Computational challenges of training LLMs(训练LLM时的计算挑战)
One of the most common issues you still counter when you try to train large language models is running out of memory. If you've ever tried training or even just loading your model on Nvidia GPUs, this error message might look familiar. CUDA, short for Compute Unified Device Architecture, is a collection of libraries and tools developed for Nvidia GPUs. Libraries such as PyTorch and TensorFlow use CUDA to boost performance on matrix multiplication and other operations common to deep learning. You'll encounter these out-of-memory issues because most LLMs are huge, and require a ton of memory to store and train all of their parameters. Let's do some quick math to develop intuition about the scale of the problem.

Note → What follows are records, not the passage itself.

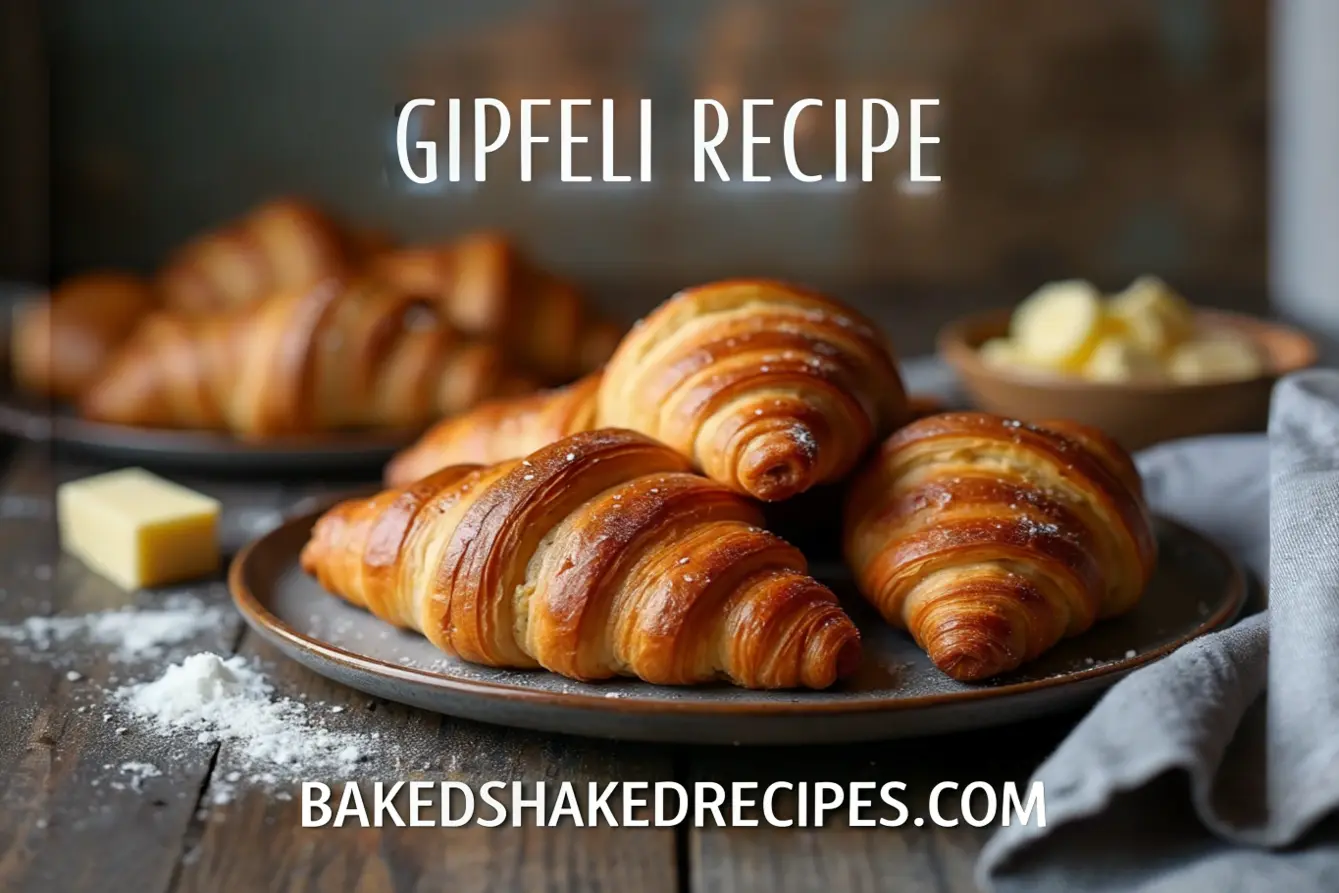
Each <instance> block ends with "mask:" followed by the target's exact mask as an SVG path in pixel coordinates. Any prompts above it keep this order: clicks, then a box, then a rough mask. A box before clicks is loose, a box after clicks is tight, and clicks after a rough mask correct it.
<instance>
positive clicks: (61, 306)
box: [11, 197, 621, 442]
mask: <svg viewBox="0 0 1339 893" xmlns="http://www.w3.org/2000/svg"><path fill="white" fill-rule="evenodd" d="M323 282H333V285H329V287H327V285H323ZM332 289H333V291H332ZM359 301H366V303H367V307H363V308H356V307H353V305H355V304H358V303H359ZM411 304H412V305H414V307H415V308H416V316H415V319H418V320H420V321H422V320H427V319H431V320H432V323H431V325H430V328H431V331H432V332H434V333H432V335H427V333H424V332H423V331H415V332H411V333H408V335H404V336H403V337H400V336H392V335H390V331H391V329H392V328H395V325H398V323H395V321H394V320H400V319H403V317H404V309H406V308H407V307H410V305H411ZM360 327H367V328H366V329H364V328H360ZM620 335H621V329H620V328H619V327H616V325H613V324H612V323H609V321H607V320H600V319H596V317H595V316H593V315H592V313H590V312H589V309H588V308H586V305H585V301H584V299H582V297H581V296H580V293H578V292H577V289H576V288H574V287H573V285H570V284H569V282H566V281H564V280H560V278H557V277H554V276H552V274H549V273H548V272H545V270H542V269H540V268H538V266H536V265H534V264H532V262H530V261H529V260H528V258H525V257H524V254H522V253H521V252H520V249H518V248H517V246H516V245H514V244H513V242H511V241H510V240H509V238H507V237H505V236H501V234H497V233H481V234H475V236H469V237H465V238H462V240H459V241H458V242H454V244H447V245H439V246H432V248H402V249H394V248H391V245H390V242H388V240H386V238H382V237H379V236H375V234H371V233H368V232H360V230H356V229H353V228H351V226H347V225H344V224H341V222H339V221H336V220H335V218H332V217H331V216H328V214H327V213H325V212H323V210H321V209H319V208H317V206H315V205H313V204H311V202H308V201H305V199H301V198H292V197H285V198H276V199H272V201H268V202H264V204H262V205H260V206H257V208H256V209H253V210H252V212H250V213H248V214H245V216H242V217H241V218H238V220H236V221H232V222H229V224H225V225H224V226H220V228H216V229H213V230H210V232H206V233H204V234H201V236H198V237H195V238H193V240H191V241H189V242H187V244H186V245H183V246H182V248H181V249H178V250H177V252H175V253H174V254H173V256H171V257H170V258H169V260H167V262H166V264H165V265H163V268H162V269H161V270H159V272H158V273H157V274H155V276H153V277H150V278H142V277H139V276H135V274H133V273H122V272H106V273H88V274H84V276H76V277H72V278H71V280H68V281H66V282H64V284H62V285H60V288H58V289H56V291H55V293H54V295H52V296H51V297H50V299H48V300H46V301H42V303H37V304H33V305H31V307H27V308H24V309H23V311H21V312H20V313H17V315H16V319H15V325H13V329H12V332H11V341H12V349H11V355H12V366H13V379H15V383H16V384H17V386H19V387H20V388H21V390H23V391H25V392H29V394H35V395H40V396H50V398H55V399H59V400H64V402H70V403H76V404H79V406H80V407H82V411H83V414H84V415H87V416H90V418H94V419H99V420H104V422H115V423H121V424H131V426H147V427H178V428H210V430H230V431H234V432H238V434H246V435H253V436H262V435H266V434H280V432H296V431H312V430H328V428H333V427H349V426H355V427H356V426H363V424H367V426H375V427H386V426H392V427H402V426H404V427H423V426H426V424H427V423H430V422H432V420H435V419H438V418H441V416H443V415H447V416H449V415H451V414H457V412H459V411H462V410H465V408H469V407H473V406H474V404H475V403H477V402H478V400H481V399H485V398H491V396H498V395H510V394H521V392H525V391H529V390H530V384H529V379H530V378H532V376H534V379H536V380H537V382H538V383H546V384H562V383H566V382H572V380H573V379H576V378H577V376H580V375H582V374H585V372H589V371H592V370H595V368H597V367H599V366H600V364H601V363H604V360H607V359H608V357H609V355H611V353H612V352H613V348H615V345H616V344H617V341H619V337H620ZM336 345H339V347H336ZM122 347H125V349H123V351H122V349H121V348H122ZM266 351H269V352H273V355H269V353H266ZM112 357H115V359H112ZM281 363H287V364H289V366H291V367H292V368H293V370H297V368H303V370H307V372H313V371H315V372H313V374H315V375H316V378H315V379H313V382H305V380H304V382H296V380H291V379H293V375H295V374H296V372H292V371H291V370H289V372H284V371H283V370H277V368H276V366H277V364H281ZM341 363H348V364H349V366H348V368H340V364H341ZM285 368H287V367H285ZM513 368H516V370H525V375H524V376H522V375H520V374H516V372H513V371H511V370H513ZM265 375H277V378H276V379H274V380H276V384H274V387H273V388H272V390H273V391H274V394H272V395H266V394H265V390H266V388H265V387H264V376H265ZM285 375H287V378H285ZM242 379H245V380H246V382H250V384H248V383H245V382H244V380H242ZM252 379H254V382H252ZM327 386H328V387H329V388H332V394H337V392H339V390H337V388H339V387H343V386H348V387H352V388H353V390H352V391H351V394H352V395H353V396H352V398H351V399H349V402H348V403H345V404H341V406H333V403H337V400H333V399H332V398H331V396H329V395H320V396H321V399H323V400H325V402H324V403H319V404H315V406H303V407H295V408H292V411H291V412H288V414H287V415H285V414H284V412H277V411H270V410H265V408H264V407H265V406H269V404H276V402H279V400H280V398H283V396H285V395H287V396H292V395H293V394H296V391H295V388H299V387H301V388H308V390H311V388H315V390H316V391H320V388H321V387H327ZM378 388H380V390H378ZM406 388H407V390H406ZM430 391H432V394H428V392H430ZM250 392H254V399H249V398H245V396H244V395H246V394H250ZM374 392H376V394H378V395H379V396H378V399H380V400H382V402H383V404H382V406H380V407H372V406H367V404H363V403H360V400H366V399H371V396H372V394H374ZM261 416H264V418H261ZM584 427H588V426H584ZM564 432H566V431H564ZM545 442H546V440H545Z"/></svg>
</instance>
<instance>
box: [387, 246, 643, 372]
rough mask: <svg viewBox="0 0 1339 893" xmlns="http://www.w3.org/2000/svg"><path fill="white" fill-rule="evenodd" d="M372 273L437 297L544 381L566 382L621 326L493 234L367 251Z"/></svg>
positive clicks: (463, 328)
mask: <svg viewBox="0 0 1339 893" xmlns="http://www.w3.org/2000/svg"><path fill="white" fill-rule="evenodd" d="M371 270H372V272H374V274H376V276H380V277H383V278H386V280H387V281H390V282H392V284H395V285H398V287H400V288H404V289H407V291H410V292H412V293H415V295H422V296H424V297H430V299H431V300H434V301H438V303H439V304H441V307H442V311H443V312H445V313H446V317H447V320H449V321H450V323H451V324H454V325H455V327H457V328H459V329H461V331H462V332H466V333H467V335H473V336H475V337H486V339H490V340H497V341H499V343H502V345H503V347H505V348H506V349H507V351H509V352H510V353H511V355H513V356H514V357H516V359H517V360H518V361H520V363H522V364H525V366H528V367H529V368H533V370H534V371H536V372H537V374H540V375H542V376H544V378H545V379H548V380H549V382H569V380H572V379H573V378H576V376H578V375H582V374H585V372H589V371H592V370H596V368H599V367H600V364H601V363H604V361H605V360H607V359H609V355H611V353H612V352H613V348H615V345H616V344H617V343H619V337H620V336H621V335H623V332H621V329H620V328H619V327H616V325H613V324H612V323H609V321H608V320H600V319H596V317H595V316H593V315H592V313H590V309H589V308H588V307H586V305H585V303H584V301H582V299H581V296H580V293H578V292H577V289H576V288H574V287H573V285H572V284H570V282H566V281H564V280H561V278H558V277H556V276H553V274H550V273H549V272H546V270H544V269H541V268H538V266H537V265H536V264H533V262H532V261H530V260H529V258H526V257H525V256H524V254H522V253H521V252H520V249H518V248H517V246H516V244H514V242H511V240H509V238H506V237H505V236H502V234H498V233H475V234H473V236H466V237H465V238H461V240H458V241H455V242H453V244H450V245H445V246H430V248H406V249H399V250H394V252H388V253H386V254H382V256H380V257H378V258H375V260H374V261H372V265H371Z"/></svg>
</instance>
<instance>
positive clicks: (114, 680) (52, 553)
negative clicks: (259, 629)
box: [0, 446, 1073, 893]
mask: <svg viewBox="0 0 1339 893" xmlns="http://www.w3.org/2000/svg"><path fill="white" fill-rule="evenodd" d="M96 467H98V466H96V465H94V463H88V462H84V461H80V459H78V458H76V459H72V461H68V459H64V458H62V459H59V461H56V459H54V457H51V455H50V454H48V453H47V451H46V450H44V449H40V447H33V446H21V447H9V449H8V455H7V458H5V471H4V477H3V483H0V623H15V621H19V620H21V619H23V617H27V616H29V615H33V613H43V615H54V613H83V612H91V611H100V609H107V608H116V606H121V605H126V604H131V602H138V604H151V602H153V600H154V598H155V597H158V596H155V594H154V593H139V594H138V596H130V594H126V593H122V592H119V590H118V589H115V588H114V586H111V585H110V584H106V582H104V581H102V580H100V578H98V577H95V576H92V574H90V573H88V572H87V570H84V569H83V566H82V565H80V564H79V562H78V561H76V560H74V558H70V557H64V556H62V554H60V553H59V549H58V546H56V538H55V519H54V517H52V510H51V498H52V493H54V487H55V486H56V483H58V482H59V481H63V479H68V478H72V477H79V475H83V474H87V473H91V471H94V470H96ZM171 477H177V479H182V481H183V482H186V483H189V485H191V486H197V487H200V489H202V490H205V491H209V493H213V494H216V495H218V497H221V498H222V499H224V501H225V506H226V509H225V518H229V519H230V521H233V522H234V523H232V525H225V527H229V529H228V530H226V540H230V541H233V542H237V541H240V538H241V537H242V536H244V534H245V530H240V529H232V527H236V526H237V523H236V522H237V521H238V519H241V521H244V522H246V521H248V519H249V522H250V523H254V522H257V519H258V521H261V522H262V521H264V518H266V517H269V515H272V514H273V513H276V511H281V510H283V509H285V507H289V506H292V505H295V503H296V502H300V501H303V499H304V498H308V497H312V495H313V494H321V493H327V491H331V490H337V489H343V487H347V486H349V482H344V481H340V482H304V483H299V485H292V483H289V485H279V483H273V482H270V483H264V482H258V483H257V482H252V483H237V482H225V481H217V479H216V481H210V479H200V478H191V477H189V475H187V477H182V475H171ZM191 592H194V593H197V594H200V596H201V597H202V598H206V600H209V601H216V602H218V604H224V602H226V598H228V594H226V590H225V586H224V584H222V582H217V581H216V582H212V584H208V585H204V586H193V588H191ZM191 649H213V651H218V652H221V653H226V652H233V651H236V652H241V653H245V655H249V656H253V657H257V659H260V660H261V661H264V663H265V664H266V665H268V667H270V668H272V671H270V675H272V679H273V681H274V684H276V687H277V688H279V691H280V692H281V694H288V695H307V696H308V698H311V699H316V700H321V702H328V703H331V704H340V706H344V707H345V711H344V715H347V716H349V718H352V722H353V723H355V728H363V730H367V731H374V730H375V731H379V732H380V734H382V735H383V736H384V738H386V739H391V740H395V742H398V744H399V746H400V747H402V748H403V751H404V752H407V754H408V752H412V754H414V759H412V760H406V763H404V764H403V766H402V767H399V771H395V773H386V771H384V766H383V770H382V773H383V775H368V779H370V781H374V779H375V781H388V782H394V781H404V779H427V781H442V779H447V778H450V779H457V781H465V782H473V783H475V785H477V783H482V782H483V781H490V779H502V781H509V779H522V781H541V779H549V781H561V779H570V781H573V782H586V781H601V779H620V781H633V779H644V781H657V779H675V781H679V782H680V783H686V785H687V783H691V782H694V781H718V782H727V783H728V782H732V781H757V782H761V783H766V782H769V781H777V779H786V781H791V782H795V781H802V779H809V781H818V779H828V781H838V782H841V781H856V779H861V781H874V782H880V783H882V782H884V781H890V779H900V781H905V782H907V783H908V791H907V801H905V802H907V803H908V805H917V803H920V805H921V810H923V805H924V802H925V797H927V795H928V793H929V789H931V786H932V785H933V783H936V782H939V781H957V782H959V783H961V785H965V783H967V782H971V781H977V779H980V781H987V782H992V783H999V782H1003V781H1006V779H1012V781H1019V782H1022V781H1024V779H1026V778H1027V777H1028V774H1030V773H1031V770H1032V767H1034V766H1035V764H1036V763H1038V762H1039V760H1040V759H1042V758H1043V756H1044V755H1046V754H1047V752H1048V751H1050V750H1051V748H1052V747H1054V744H1055V743H1056V742H1058V740H1059V738H1060V736H1062V735H1063V734H1065V731H1066V730H1067V728H1069V727H1070V724H1071V723H1073V719H1071V718H1059V719H1052V720H1046V722H1039V723H1031V724H1027V726H1019V727H1012V728H1006V730H1000V731H995V732H990V734H988V735H981V734H976V735H956V736H948V738H937V739H929V740H919V742H894V743H884V744H862V746H852V747H802V748H738V747H719V748H714V747H698V748H694V747H674V748H669V747H657V746H648V744H628V743H613V742H604V740H585V739H578V738H565V736H557V735H542V734H536V732H526V731H517V730H507V728H501V727H493V726H485V724H479V723H471V722H465V720H457V719H451V718H446V716H438V715H435V714H428V712H424V711H419V710H412V708H407V707H402V706H399V704H392V703H387V702H380V700H368V698H367V696H366V695H360V694H359V692H355V691H351V689H347V688H343V687H340V685H336V684H333V683H329V681H327V680H325V679H323V677H320V676H316V675H313V673H311V672H308V671H307V669H304V668H301V667H300V665H297V664H295V663H291V661H287V660H284V659H283V657H281V656H280V655H279V653H277V652H274V651H273V649H272V648H270V647H269V645H266V644H265V643H262V641H260V640H258V639H257V637H254V636H252V635H249V633H248V632H245V631H244V625H242V624H241V621H240V620H238V619H236V616H232V615H230V620H229V621H228V623H226V624H224V625H222V627H221V628H218V629H212V631H209V632H208V633H206V635H204V636H201V637H200V639H197V640H194V641H191V643H189V644H187V645H186V647H185V648H183V649H177V652H175V653H178V655H179V653H190V651H191ZM166 660H167V657H165V659H162V660H159V661H149V663H145V664H141V665H137V667H135V675H137V676H141V677H143V676H151V675H154V673H155V672H157V671H158V669H161V668H162V664H163V663H166ZM0 661H3V663H0V680H4V681H3V683H0V801H3V802H4V805H5V807H4V809H3V810H0V889H3V890H13V892H20V890H21V892H28V890H31V892H33V893H37V892H40V893H52V892H62V893H63V892H66V890H71V892H75V890H99V892H100V890H131V889H134V890H145V892H158V890H182V892H186V890H190V892H193V893H194V892H208V890H257V889H264V890H367V892H372V890H376V892H380V890H388V892H390V890H395V892H398V893H399V892H408V890H422V892H427V890H453V893H467V892H473V890H645V892H647V893H675V892H678V890H694V892H698V890H700V892H703V893H708V892H730V890H778V892H789V890H825V892H830V890H905V892H908V893H920V892H927V893H929V892H936V893H956V892H969V890H973V889H975V885H973V881H972V865H973V862H975V858H976V854H977V850H979V847H980V846H981V843H983V841H984V839H986V838H987V837H988V834H990V829H972V827H969V826H967V825H965V823H964V825H960V826H959V827H953V829H932V827H929V826H925V827H913V826H911V825H908V826H907V827H902V829H865V827H858V829H854V827H848V826H845V823H844V819H842V821H836V822H833V823H830V825H829V826H826V827H823V829H818V830H814V829H798V830H797V829H771V827H738V829H710V827H708V829H691V827H678V829H655V827H652V829H576V827H549V829H537V827H525V826H522V827H510V826H507V827H498V829H486V827H474V826H467V827H463V829H396V827H383V829H358V827H341V829H301V827H300V818H299V805H297V802H296V799H293V801H281V799H277V798H274V797H273V791H265V790H261V789H248V787H246V786H245V782H242V783H240V785H238V787H237V790H236V791H234V794H233V798H232V801H230V802H228V803H225V805H212V801H213V793H214V790H216V789H217V787H218V786H221V785H226V781H225V779H228V777H229V774H230V773H233V771H234V768H238V767H240V763H238V762H237V758H236V754H233V752H230V750H229V747H228V746H224V747H222V748H220V747H218V746H214V744H209V746H205V744H201V746H197V747H194V748H193V750H189V751H187V754H186V755H185V756H183V758H175V759H173V760H171V762H158V763H155V764H158V766H159V767H161V768H162V771H163V775H162V777H158V778H150V779H146V781H145V782H143V786H142V790H138V791H137V790H131V789H130V787H129V786H126V789H125V790H116V789H115V787H112V786H110V785H108V775H111V777H112V778H114V774H112V773H108V771H107V770H106V767H107V766H108V764H111V766H118V764H121V763H122V762H126V760H142V759H146V755H145V748H146V746H147V744H149V743H147V742H146V739H145V736H137V735H135V734H134V730H131V732H130V734H122V735H118V734H116V730H115V727H114V726H115V724H114V723H106V722H103V719H102V714H103V710H102V700H103V698H104V692H106V689H107V688H108V687H111V685H114V684H115V681H116V680H115V679H114V676H115V675H116V673H118V672H126V669H125V668H123V667H122V665H118V664H112V663H107V661H106V659H102V660H99V657H98V652H96V651H94V649H90V651H88V653H87V655H79V656H78V659H76V660H75V661H74V665H75V667H78V669H79V672H80V673H83V676H84V677H83V679H80V680H78V681H70V680H68V679H67V677H66V667H55V665H52V663H51V661H48V660H37V659H32V657H25V656H23V655H21V653H16V652H15V649H12V648H11V647H9V645H8V644H5V643H0ZM121 681H125V680H121ZM295 797H296V791H295ZM781 809H782V810H785V809H787V805H786V803H782V806H781Z"/></svg>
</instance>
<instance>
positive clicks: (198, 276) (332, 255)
mask: <svg viewBox="0 0 1339 893" xmlns="http://www.w3.org/2000/svg"><path fill="white" fill-rule="evenodd" d="M353 241H355V240H353V237H349V236H345V234H344V233H343V232H341V230H340V228H339V225H337V224H335V221H332V220H331V218H329V217H327V216H325V214H324V213H323V212H321V210H319V209H317V208H315V206H312V205H309V204H308V202H305V201H303V199H299V198H279V199H274V201H270V202H266V204H264V205H261V206H260V208H257V209H254V210H253V212H250V213H249V214H246V216H245V217H242V218H241V220H238V221H233V222H232V224H229V225H226V226H222V228H220V229H217V230H213V232H209V233H205V234H204V236H200V237H197V238H195V240H193V241H190V242H187V244H186V245H185V246H182V248H181V249H179V250H178V252H177V253H175V254H174V256H173V257H171V258H170V260H169V262H167V265H166V266H165V268H163V269H162V272H161V273H159V276H158V289H159V291H161V292H162V296H163V303H165V305H166V307H167V308H170V309H174V311H178V312H182V313H194V315H201V313H217V312H221V311H229V309H238V308H242V307H246V305H249V304H254V303H257V301H261V300H264V299H266V297H269V296H270V295H272V293H274V292H279V291H284V289H293V288H303V287H307V285H312V284H315V282H317V281H320V280H323V278H325V277H328V276H335V274H340V273H345V272H347V270H348V269H349V266H351V264H352V262H353V261H352V258H351V254H352V253H353V244H352V242H353Z"/></svg>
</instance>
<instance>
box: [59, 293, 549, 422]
mask: <svg viewBox="0 0 1339 893" xmlns="http://www.w3.org/2000/svg"><path fill="white" fill-rule="evenodd" d="M529 388H530V384H529V382H528V380H526V379H524V378H521V376H517V375H513V374H511V372H510V370H509V366H507V363H506V360H505V357H503V356H502V353H501V352H499V351H498V349H497V347H494V345H490V344H482V343H471V341H467V340H466V339H465V337H463V336H462V335H461V333H459V332H457V331H454V329H453V328H451V327H450V325H447V324H446V323H445V321H443V320H441V319H439V316H438V315H437V312H435V311H434V309H432V308H431V307H427V305H424V304H423V303H422V301H419V300H416V299H414V297H411V296H408V295H406V293H403V292H399V291H395V289H391V288H388V287H386V285H382V284H379V282H375V281H371V280H353V281H343V280H339V278H331V280H327V281H324V282H320V284H317V285H315V287H309V288H304V289H293V291H289V292H283V293H280V295H276V296H274V297H270V299H269V300H266V301H264V303H261V304H256V305H252V307H246V308H242V309H240V311H237V312H234V313H230V315H213V316H205V317H193V316H186V315H181V313H170V312H163V313H158V315H154V316H151V317H150V319H147V320H146V321H145V323H143V324H142V325H141V327H139V328H138V329H137V332H135V335H134V336H133V337H131V340H130V341H127V343H126V344H125V347H123V348H122V351H121V352H119V353H118V355H116V357H115V359H114V360H112V363H111V366H110V367H108V370H107V372H106V375H104V376H103V378H102V379H100V380H99V382H98V383H96V384H95V386H94V387H92V388H91V390H90V391H88V392H87V394H86V395H84V398H83V400H82V402H80V411H82V412H83V415H86V416H87V418H91V419H96V420H102V422H112V423H118V424H133V426H145V427H163V428H173V427H175V428H208V430H228V431H232V432H234V434H238V435H244V436H253V438H261V436H279V435H296V434H311V432H319V431H331V430H339V428H356V427H380V428H415V427H422V426H424V424H427V423H428V422H431V420H432V419H435V418H439V416H441V415H449V414H454V412H459V411H462V410H466V408H469V407H471V406H474V404H475V403H478V402H479V400H483V399H486V398H490V396H497V395H499V394H518V392H524V391H526V390H529Z"/></svg>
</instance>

A single parameter is typically represented by a 32-bit float, which is a way computers represent real numbers. You'll see more details about how numbers gets stored in this format shortly. A 32-bit float takes up four bytes of memory. So to store one billion parameters you'll need four bytes times one billion parameters, or four gigabyte of GPU RAM at 32-bit full precision. This is a lot of memory, and note, if only accounted for the memory to store the model weights so far. If you want to train the model, you'll have to plan for additional components that use GPU memory during training. These include two Adam optimizer states, gradients, activations, and temporary variables needed by your functions. This can easily lead to 20 extra bytes of memory per model parameter. In fact, to account for all of these overhead during training, you'll actually require approximately 6 times the amount of GPU RAM that the model weights alone take up. To train a one billion parameter model at 32-bit full precision, you'll need approximately 24 gigabyte of GPU RAM. This is definitely too large for consumer hardware, and even challenging for hardware used in data centers, if you want to train with a single processor.
What options do you have to reduce the memory required for training? One technique that you can use to reduce the memory is called quantization. The main idea here is that you reduce the memory required to store the weights of your model by reducing their precision from 32-bit floating point numbers to 16-bit floating point numbers, or eight-bit integer numbers. The corresponding data types used in deep learning frameworks and libraries are FP32 for 32-bit full position, FP16, or Bfloat16 for 16-bit half precision, and int8 eight-bit integers. The range of numbers you can represent with FP32 goes from approximately -3*10^38 to 3*10^38. By default, model weights, activations, and other model parameters are stored in FP32. Quantization statistically projects the original 32-bit floating point numbers into a lower precision space, using scaling factors calculated based on the range of the original 32-bit floating point numbers.
Let's look at an example. Suppose you want to store a PI to six decimal places in different positions. Floating point numbers are stored as a series of bits zeros and ones. The 32 bits to store numbers in full precision with FP32 consist of one bit for the sign where zero indicates a positive number, and one a negative number. Then eight bits for the exponent of the number, and 23 bits representing the fraction of the number. The fraction is also referred to as the mantissa, or significant. It represents the precision bits off the number. If you convert the 32-bit floating point value back to a decimal value, you notice the slight loss in precision. For reference, here's the real value of Pi to 19 decimal places. Now, let's see what happens if you project this FP32 representation of Pi into the FP16, 16-bit lower precision space. The 16 bits consists of one bit for the sign, as you saw for FP32, but now FP16 only assigns five bits to represent the exponent and 10 bits to represent the fraction. Therefore, the range of numbers you can represent with FP16 is vastly smaller from negative 65,504 to positive 65,504. The original FP32 value gets projected to 3.140625 in the 16-bit space. Notice that you lose some precision with this projection. There are only six places after the decimal point now. You'll find that this loss in precision is acceptable in most cases because you're trying to optimize for memory footprint. Storing a value in FP32 requires four bytes of memory. In contrast, storing a value on FP16 requires only two bytes of memory, so with quantization you have reduced the memory requirement by half.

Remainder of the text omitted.